Taxman gets hangman’s noose

18 Dec, 2016 - 00:12 0 Views
Taxman gets hangman’s noose Despite a ban on importation of second-hand clothes by Finance Minister Patrick Chinamasa with effect from September 1, 2015, heaps of used clothes continue to be smuggled into the country, prejudicing Zimra of revenue. Last Thursday, the vehicle in the picture was seen offloading huge bags of smuggled second-hand clothes along Speke Avenue in central Harare. — (Picture by Africa Moyo)

The Sunday Mail

 . . .Zimra owed US$2 billion l Authority to garnish accounts
Livingstone Marufu —

THE Zimbabwe Revenue Authority will garnish the bank accounts of defaulting taxpayers to recover US$2 billion starting January 2017, but industry and commerce are pleading for a stay of execution.

Taxpayers owe Zimra US$2 billion and sources say the authority is frustrated that offers of payment plans, and removal of interests and penalties have proved fruitless.

The tax collector also says it is losing almost US$1 billion yearly to smuggling, tax evasion and tax concessions. A top Zimra official told The Sunday Mail Business on condition of anonymity that “there would be gnashing of teeth come January 2, 2017”.

“We have tried to engage taxpayers who owe us and arrange payment plans, but they have defaulted on such payment plans while others never bothered to come to make arrangements with us.

“The consensus in Zimra now is that we should go ahead and garnish accounts of all those who owe us.

“We cannot continue like this. Taxpayers are investing in brand new cars and building astonishing houses in leafy suburbs yet they claim there is no money to pay taxes,” said the official.

Zimra board secretary and director for legal and corporate services Ms Florence Jambwa said they had lined up several methods to recover the US$2 billion owed by taxpayers.
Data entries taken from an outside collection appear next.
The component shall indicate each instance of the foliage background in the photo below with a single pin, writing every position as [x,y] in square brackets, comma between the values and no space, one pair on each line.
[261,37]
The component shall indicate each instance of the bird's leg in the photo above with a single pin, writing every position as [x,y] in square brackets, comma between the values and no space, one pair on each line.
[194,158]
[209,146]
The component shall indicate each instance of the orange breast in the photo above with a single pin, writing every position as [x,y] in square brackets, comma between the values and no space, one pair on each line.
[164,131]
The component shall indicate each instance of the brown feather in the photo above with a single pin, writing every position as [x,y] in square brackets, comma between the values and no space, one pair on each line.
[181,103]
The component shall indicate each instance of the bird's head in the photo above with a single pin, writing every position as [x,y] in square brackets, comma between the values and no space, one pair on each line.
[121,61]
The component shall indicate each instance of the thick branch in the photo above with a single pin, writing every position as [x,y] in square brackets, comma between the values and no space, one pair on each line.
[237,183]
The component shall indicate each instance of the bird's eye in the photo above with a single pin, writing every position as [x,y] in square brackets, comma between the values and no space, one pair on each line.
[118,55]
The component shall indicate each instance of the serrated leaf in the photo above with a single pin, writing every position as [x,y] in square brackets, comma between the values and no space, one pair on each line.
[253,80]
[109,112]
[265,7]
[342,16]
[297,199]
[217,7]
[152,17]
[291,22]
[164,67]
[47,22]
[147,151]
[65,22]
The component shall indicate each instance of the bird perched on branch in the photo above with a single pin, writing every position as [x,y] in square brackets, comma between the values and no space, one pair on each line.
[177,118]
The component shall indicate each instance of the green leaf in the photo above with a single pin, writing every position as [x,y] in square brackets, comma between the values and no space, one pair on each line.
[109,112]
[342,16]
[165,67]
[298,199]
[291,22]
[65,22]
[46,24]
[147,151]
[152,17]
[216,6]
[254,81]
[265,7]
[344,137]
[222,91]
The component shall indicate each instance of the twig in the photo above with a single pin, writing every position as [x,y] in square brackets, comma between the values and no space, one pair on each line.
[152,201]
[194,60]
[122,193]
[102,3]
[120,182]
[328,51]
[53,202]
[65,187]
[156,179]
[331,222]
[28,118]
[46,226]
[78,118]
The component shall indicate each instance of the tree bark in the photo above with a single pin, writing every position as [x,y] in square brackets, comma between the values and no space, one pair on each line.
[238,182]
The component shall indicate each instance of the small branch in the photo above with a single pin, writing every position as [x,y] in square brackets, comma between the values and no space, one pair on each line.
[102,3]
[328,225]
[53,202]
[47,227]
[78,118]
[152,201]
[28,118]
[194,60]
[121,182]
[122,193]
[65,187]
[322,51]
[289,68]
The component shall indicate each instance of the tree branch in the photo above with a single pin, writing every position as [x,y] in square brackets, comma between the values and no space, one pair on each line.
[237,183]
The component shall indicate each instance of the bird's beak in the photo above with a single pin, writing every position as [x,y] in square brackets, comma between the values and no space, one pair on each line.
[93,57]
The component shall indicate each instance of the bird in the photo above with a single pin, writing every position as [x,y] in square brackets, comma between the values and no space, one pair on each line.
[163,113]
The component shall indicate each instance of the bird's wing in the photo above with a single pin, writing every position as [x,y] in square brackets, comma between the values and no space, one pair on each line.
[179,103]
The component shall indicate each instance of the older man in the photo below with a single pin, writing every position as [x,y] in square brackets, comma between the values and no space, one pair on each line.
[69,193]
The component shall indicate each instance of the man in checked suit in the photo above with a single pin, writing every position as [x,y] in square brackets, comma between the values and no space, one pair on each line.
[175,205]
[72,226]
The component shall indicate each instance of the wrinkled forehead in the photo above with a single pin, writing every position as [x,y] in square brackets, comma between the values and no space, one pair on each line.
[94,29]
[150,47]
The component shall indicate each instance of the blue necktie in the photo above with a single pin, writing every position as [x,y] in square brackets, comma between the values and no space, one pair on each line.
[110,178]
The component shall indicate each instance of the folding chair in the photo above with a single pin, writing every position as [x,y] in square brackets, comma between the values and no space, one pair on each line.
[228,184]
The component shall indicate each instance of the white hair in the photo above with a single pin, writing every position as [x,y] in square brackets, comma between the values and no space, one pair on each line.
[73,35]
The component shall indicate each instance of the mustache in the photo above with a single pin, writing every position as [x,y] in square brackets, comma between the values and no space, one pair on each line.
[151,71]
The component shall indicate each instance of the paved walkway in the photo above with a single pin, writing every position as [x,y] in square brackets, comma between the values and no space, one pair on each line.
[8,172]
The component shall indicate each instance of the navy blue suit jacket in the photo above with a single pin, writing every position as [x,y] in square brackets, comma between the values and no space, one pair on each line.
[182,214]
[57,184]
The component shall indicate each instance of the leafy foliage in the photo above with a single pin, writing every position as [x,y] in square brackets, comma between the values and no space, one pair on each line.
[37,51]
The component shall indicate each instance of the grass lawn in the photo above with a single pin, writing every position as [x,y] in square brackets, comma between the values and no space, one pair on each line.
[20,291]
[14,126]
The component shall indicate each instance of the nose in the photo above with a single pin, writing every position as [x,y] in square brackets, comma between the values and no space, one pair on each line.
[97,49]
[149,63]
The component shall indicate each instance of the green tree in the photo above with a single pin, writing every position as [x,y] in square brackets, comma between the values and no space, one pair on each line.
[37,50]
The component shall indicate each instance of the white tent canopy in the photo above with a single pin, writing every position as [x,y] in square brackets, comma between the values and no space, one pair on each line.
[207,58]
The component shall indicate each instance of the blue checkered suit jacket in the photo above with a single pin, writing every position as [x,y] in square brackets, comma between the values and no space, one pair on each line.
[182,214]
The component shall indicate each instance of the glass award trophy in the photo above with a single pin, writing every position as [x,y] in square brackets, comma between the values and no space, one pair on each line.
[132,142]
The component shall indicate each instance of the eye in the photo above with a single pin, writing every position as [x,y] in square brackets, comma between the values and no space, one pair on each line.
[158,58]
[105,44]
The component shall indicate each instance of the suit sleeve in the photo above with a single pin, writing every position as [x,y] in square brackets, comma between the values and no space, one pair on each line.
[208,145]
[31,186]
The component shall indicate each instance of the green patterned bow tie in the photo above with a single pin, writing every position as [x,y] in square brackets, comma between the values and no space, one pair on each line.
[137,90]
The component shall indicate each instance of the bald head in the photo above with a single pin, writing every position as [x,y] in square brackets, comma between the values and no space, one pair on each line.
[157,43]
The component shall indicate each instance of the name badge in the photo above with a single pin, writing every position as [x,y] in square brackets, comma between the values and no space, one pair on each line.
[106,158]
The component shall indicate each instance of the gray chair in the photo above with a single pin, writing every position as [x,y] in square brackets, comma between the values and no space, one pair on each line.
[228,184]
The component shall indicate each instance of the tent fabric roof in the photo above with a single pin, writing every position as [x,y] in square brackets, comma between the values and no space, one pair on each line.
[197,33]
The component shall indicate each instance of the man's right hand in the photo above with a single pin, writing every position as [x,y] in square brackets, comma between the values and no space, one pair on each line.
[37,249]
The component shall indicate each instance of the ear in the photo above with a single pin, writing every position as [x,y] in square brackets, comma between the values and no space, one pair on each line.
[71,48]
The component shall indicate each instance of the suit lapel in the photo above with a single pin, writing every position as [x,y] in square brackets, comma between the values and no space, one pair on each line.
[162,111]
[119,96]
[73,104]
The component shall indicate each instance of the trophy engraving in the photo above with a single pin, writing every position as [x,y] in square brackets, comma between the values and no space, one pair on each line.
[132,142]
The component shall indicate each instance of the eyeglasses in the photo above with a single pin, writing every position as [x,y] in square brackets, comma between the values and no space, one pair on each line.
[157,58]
In emailed responses to questions from this newspaper, Ms Jambwa said Zimra would negotiate for “tax payment plans with clients” and send “reminders” to clients on a regular basis to promote tax compliance.

“Garnishee orders are used only as a last resort to collect outstanding taxes when all other strategies, include negotiations, would have failed,” said Ms Jambwa.

Two years ago, Government — through the Finance Act (No 2) of 2014 — made provision for an amnesty on penalties, interest, and prosecution for the non-payment and other irregularities in connection with all taxes administered by Zimra.

The amnesty covered any non-compliance that occurred between February 2009 and September 2014, to enable non-compliant businesses to regularise their tax issues. It is understood that few companies took advantage of the amnesty despite a three-month extension.

Confederation of Zimbabwe Industries president Mr Busisa Moyo urged Zimra to come up with “persuasive” revenue collection methods as garnishing accounts would cripple companies.

“Instead of cutting down the whole tree, Zimra should nurture these businesses so that it can enjoy the fruits all year round. Many of our companies are operating at less than 10 percent capacity utilisation; therefore they cannot borrow money to repay Zimra.

“Zimra should just stick to these payment plans as the situation on the ground is not allowing the companies to abruptly pay old debts. Yes, businesses should pay taxes but we should have reasonable terms on how to pay our respective tax obligations,” said Mr Moyo.

Zimbabwe National Chamber of Commerce president Mr Davison Norupiri urged Zimra to “bear with us” as economic conditions were tight.

“We should reach an agreement as iron fist rules won’t take us anywhere. The move to garnish accounts will do more harm than good.

“When more companies close as a result of that move where will they get the money from? As business we encourage each other to pay taxes but we need time to pay what we owe them and it’s not a one year event as it takes time to pay this debt,” said Mr Norupiri.

There are concerns that Zimra is leaning heavily on SMEs in particular, when they require hand-holding to grow.

Finance and Economic Development Minister Patrick Chinamasa has proposed waiving the requirement for SMEs to account for output tax from the deemed date of qualification for registration.

The moratorium, which will be effective for six months beginning January 1, 2017, will apply to SMEs whose turnover does not exceed US$240 000 per annum and who voluntarily register for VAT with  Zimra.

Minister Chinamasa also proposed to review presumptive taxes downwards and to change the payment period from a quarterly to monthly basis with effect from January 1, 2017. The measures are expected to promote SMEs’ voluntary tax compliance.

Government says slower economic growth has undermined overall performance of public finances this year, with cumulative revenues from January to October 2016 performing 1,5 percent below previous year levels and 9,8 percent lower than budgeted estimates.

Minister Chinamasa said the 9,8 percent under-performance in revenue for the period January to October 2016 left collections at US$2,876 billion against a target of US$3,158 billion.

This resulted in a budget revenue shortfall of US$282,5 million.